From patchwork Sun Jul  2 22:37:47 2023
Content-Type: text/plain; charset="utf-8"
MIME-Version: 1.0
Content-Transfer-Encoding: 8bit
X-Patchwork-Submitter: Jeff King <peff@peff.net>
X-Patchwork-Id: 13299512
Return-Path: <git-owner@vger.kernel.org>
X-Spam-Checker-Version: SpamAssassin 3.4.0 (2014-02-07) on
	aws-us-west-2-korg-lkml-1.web.codeaurora.org
Received: from vger.kernel.org (vger.kernel.org [23.128.96.18])
	by smtp.lore.kernel.org (Postfix) with ESMTP id 4D8C8EB64D9
	for <git@archiver.kernel.org>; Sun,  2 Jul 2023 22:37:51 +0000 (UTC)
Received: (majordomo@vger.kernel.org) by vger.kernel.org via listexpand
        id S230023AbjGBWhu (ORCPT <rfc822;git@archiver.kernel.org>);
        Sun, 2 Jul 2023 18:37:50 -0400
Received: from lindbergh.monkeyblade.net ([23.128.96.19]:56166 "EHLO
        lindbergh.monkeyblade.net" rhost-flags-OK-OK-OK-OK) by vger.kernel.org
        with ESMTP id S229709AbjGBWht (ORCPT <rfc822;git@vger.kernel.org>);
        Sun, 2 Jul 2023 18:37:49 -0400
Received: from cloud.peff.net (cloud.peff.net [104.130.231.41])
        by lindbergh.monkeyblade.net (Postfix) with ESMTPS id B125F1B7
        for <git@vger.kernel.org>; Sun,  2 Jul 2023 15:37:48 -0700 (PDT)
Received: (qmail 18000 invoked by uid 109); 2 Jul 2023 22:37:48 -0000
Received: from Unknown (HELO peff.net) (10.0.1.2)
 by cloud.peff.net (qpsmtpd/0.94) with ESMTP; Sun, 02 Jul 2023 22:37:48 +0000
Authentication-Results: cloud.peff.net; auth=none
Received: (qmail 16720 invoked by uid 111); 2 Jul 2023 22:37:50 -0000
Received: from coredump.intra.peff.net (HELO sigill.intra.peff.net) (10.0.0.2)
 by peff.net (qpsmtpd/0.94) with (TLS_AES_256_GCM_SHA384 encrypted) ESMTPS;
 Sun, 02 Jul 2023 18:37:50 -0400
Authentication-Results: peff.net; auth=none
Date: Sun, 2 Jul 2023 18:37:47 -0400
From: Jeff King <peff@peff.net>
To: Jan =?utf-8?q?Kl=C3=B6tzke?= <jan@kloetzke.net>
Cc: git@vger.kernel.org, Junio C Hamano <gitster@pobox.com>,
 Steve Kemp <steve@steve.org.uk>, =?utf-8?b?UmVuw6k=?= Scharfe <l.s.r@web.de>,
 Stefan Beller <stefanbeller@gmail.com>
Subject: [PATCH 2/3] ref-filter: avoid parsing non-tags in match_points_at()
Message-ID: <20230702223747.GB3494279@coredump.intra.peff.net>
References: <20230702223342.GA1598765@coredump.intra.peff.net>
MIME-Version: 1.0
Content-Disposition: inline
In-Reply-To: <20230702223342.GA1598765@coredump.intra.peff.net>
Precedence: bulk
List-ID: <git.vger.kernel.org>
X-Mailing-List: git@vger.kernel.org

When handling --points-at, we have to try to peel each ref to see if
it's a tag that points at a requested oid. We start this process by
calling parse_object() on the oid pointed to by each ref.
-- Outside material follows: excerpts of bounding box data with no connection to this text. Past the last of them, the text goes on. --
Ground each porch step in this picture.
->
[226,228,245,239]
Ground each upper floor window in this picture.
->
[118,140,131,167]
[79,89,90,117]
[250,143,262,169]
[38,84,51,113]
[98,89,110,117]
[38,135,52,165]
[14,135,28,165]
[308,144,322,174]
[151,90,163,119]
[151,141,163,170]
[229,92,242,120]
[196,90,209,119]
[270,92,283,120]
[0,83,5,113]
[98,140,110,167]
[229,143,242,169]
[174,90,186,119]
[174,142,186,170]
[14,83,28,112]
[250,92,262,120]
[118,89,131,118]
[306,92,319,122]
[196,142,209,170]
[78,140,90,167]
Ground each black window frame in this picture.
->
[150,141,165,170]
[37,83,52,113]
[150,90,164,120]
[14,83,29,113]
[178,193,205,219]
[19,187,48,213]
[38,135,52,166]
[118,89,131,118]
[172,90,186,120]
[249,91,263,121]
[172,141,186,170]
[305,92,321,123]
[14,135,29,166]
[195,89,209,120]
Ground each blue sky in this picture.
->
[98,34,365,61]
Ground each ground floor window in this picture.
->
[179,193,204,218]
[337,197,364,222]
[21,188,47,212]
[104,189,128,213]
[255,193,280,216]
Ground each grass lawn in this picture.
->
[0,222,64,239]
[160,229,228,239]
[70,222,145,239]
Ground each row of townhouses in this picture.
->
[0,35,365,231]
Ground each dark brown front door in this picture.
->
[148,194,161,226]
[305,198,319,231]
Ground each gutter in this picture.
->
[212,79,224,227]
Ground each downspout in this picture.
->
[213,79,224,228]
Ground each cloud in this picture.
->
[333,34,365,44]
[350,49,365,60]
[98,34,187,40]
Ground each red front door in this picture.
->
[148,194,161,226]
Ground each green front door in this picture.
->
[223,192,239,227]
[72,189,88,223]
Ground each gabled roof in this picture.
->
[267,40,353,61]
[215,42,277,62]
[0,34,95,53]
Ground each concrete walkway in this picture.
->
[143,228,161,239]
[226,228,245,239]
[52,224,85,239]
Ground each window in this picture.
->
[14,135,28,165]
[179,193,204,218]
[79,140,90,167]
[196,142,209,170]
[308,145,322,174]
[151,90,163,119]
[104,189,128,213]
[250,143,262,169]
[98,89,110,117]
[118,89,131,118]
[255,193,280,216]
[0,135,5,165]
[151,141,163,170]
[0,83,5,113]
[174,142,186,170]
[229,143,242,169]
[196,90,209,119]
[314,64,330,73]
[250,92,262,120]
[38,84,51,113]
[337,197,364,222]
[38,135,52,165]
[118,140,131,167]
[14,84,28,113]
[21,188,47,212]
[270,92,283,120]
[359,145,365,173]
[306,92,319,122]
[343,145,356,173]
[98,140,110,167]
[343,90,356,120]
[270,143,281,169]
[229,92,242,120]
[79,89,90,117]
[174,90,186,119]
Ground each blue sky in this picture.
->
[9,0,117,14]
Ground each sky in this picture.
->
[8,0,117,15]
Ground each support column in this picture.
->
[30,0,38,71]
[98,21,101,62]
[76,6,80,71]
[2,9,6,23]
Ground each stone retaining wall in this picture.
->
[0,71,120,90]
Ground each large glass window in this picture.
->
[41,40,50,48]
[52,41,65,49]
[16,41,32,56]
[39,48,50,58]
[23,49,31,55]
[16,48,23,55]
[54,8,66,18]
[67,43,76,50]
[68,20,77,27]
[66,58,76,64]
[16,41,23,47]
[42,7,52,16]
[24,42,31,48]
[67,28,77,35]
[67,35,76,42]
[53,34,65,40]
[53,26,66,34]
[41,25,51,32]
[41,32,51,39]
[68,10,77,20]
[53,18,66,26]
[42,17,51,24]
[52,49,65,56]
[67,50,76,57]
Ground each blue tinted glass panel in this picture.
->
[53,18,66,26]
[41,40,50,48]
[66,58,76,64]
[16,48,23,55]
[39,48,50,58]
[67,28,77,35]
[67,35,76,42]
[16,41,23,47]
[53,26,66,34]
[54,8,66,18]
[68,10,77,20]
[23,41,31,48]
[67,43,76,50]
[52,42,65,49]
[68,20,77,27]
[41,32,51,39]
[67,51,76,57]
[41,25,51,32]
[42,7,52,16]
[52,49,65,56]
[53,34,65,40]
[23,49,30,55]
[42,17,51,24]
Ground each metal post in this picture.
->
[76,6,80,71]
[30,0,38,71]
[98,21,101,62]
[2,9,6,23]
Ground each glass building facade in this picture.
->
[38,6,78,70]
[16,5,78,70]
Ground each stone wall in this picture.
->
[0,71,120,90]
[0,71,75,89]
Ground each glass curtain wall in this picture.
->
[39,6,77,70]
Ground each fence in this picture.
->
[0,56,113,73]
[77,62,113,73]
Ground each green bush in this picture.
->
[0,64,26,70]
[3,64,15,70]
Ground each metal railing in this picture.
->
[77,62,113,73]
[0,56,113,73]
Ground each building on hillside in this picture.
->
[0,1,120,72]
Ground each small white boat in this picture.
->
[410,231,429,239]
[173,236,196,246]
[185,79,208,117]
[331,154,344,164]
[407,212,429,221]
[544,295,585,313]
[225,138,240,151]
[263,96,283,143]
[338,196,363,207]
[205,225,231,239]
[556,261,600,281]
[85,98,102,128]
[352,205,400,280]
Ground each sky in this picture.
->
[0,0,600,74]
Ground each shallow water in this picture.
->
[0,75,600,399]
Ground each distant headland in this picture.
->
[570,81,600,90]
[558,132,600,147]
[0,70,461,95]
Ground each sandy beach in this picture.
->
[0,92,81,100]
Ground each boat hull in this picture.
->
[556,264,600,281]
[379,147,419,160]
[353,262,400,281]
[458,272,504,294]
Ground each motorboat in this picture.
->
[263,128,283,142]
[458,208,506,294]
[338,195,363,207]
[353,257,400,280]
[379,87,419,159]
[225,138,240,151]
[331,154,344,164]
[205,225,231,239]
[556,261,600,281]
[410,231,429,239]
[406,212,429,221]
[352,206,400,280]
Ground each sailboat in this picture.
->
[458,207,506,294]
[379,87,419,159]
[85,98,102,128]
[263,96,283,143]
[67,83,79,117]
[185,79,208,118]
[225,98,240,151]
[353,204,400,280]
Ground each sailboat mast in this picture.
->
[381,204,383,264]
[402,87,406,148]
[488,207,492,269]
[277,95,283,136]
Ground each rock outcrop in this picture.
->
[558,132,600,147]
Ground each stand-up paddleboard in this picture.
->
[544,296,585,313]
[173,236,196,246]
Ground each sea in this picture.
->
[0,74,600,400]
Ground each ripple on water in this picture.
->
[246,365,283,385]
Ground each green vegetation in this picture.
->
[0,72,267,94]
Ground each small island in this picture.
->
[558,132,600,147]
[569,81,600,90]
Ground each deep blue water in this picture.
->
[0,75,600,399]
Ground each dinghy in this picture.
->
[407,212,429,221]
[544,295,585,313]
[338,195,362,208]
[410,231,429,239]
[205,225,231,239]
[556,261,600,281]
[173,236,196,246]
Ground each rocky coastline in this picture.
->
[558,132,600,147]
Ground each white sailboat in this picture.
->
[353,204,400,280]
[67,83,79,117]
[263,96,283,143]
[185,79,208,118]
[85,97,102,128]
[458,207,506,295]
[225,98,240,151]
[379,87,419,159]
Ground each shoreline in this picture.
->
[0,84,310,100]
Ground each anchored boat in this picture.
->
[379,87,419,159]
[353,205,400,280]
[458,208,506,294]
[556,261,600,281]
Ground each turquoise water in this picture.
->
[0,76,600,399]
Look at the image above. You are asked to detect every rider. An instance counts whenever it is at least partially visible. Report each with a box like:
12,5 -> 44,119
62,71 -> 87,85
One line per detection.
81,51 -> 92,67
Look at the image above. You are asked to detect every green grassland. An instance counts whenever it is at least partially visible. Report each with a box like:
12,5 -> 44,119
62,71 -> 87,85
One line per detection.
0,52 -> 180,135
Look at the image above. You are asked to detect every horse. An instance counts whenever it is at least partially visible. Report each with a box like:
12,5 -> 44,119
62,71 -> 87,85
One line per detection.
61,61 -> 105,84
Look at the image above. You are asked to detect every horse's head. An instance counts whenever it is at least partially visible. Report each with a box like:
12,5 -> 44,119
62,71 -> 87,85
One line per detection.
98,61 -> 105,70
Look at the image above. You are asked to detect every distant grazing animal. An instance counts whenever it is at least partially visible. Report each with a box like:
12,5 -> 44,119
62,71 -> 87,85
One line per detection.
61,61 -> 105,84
The cost of parsing each object adds up, especially in an output that
doesn't otherwise need to open the objects at all. Ideally we'd use
peel_iterated_oid() here, which uses the cached information in the
packed-refs file. But we can't, because our --points-at must match not
only the fully peeled value, but any interim values (so if tag A points
to tag B which points to commit C, we should match --points-at=B, but
peel_iterated_oid() will only tell us about C).

So the best we can do (absent changes to the packed-refs peel traits) is
to avoid parsing non-tags. The obvious way to do that is to call
oid_object_info() to check the type before parsing. But there are a few
gotchas there, like checking if the object has already been parsed.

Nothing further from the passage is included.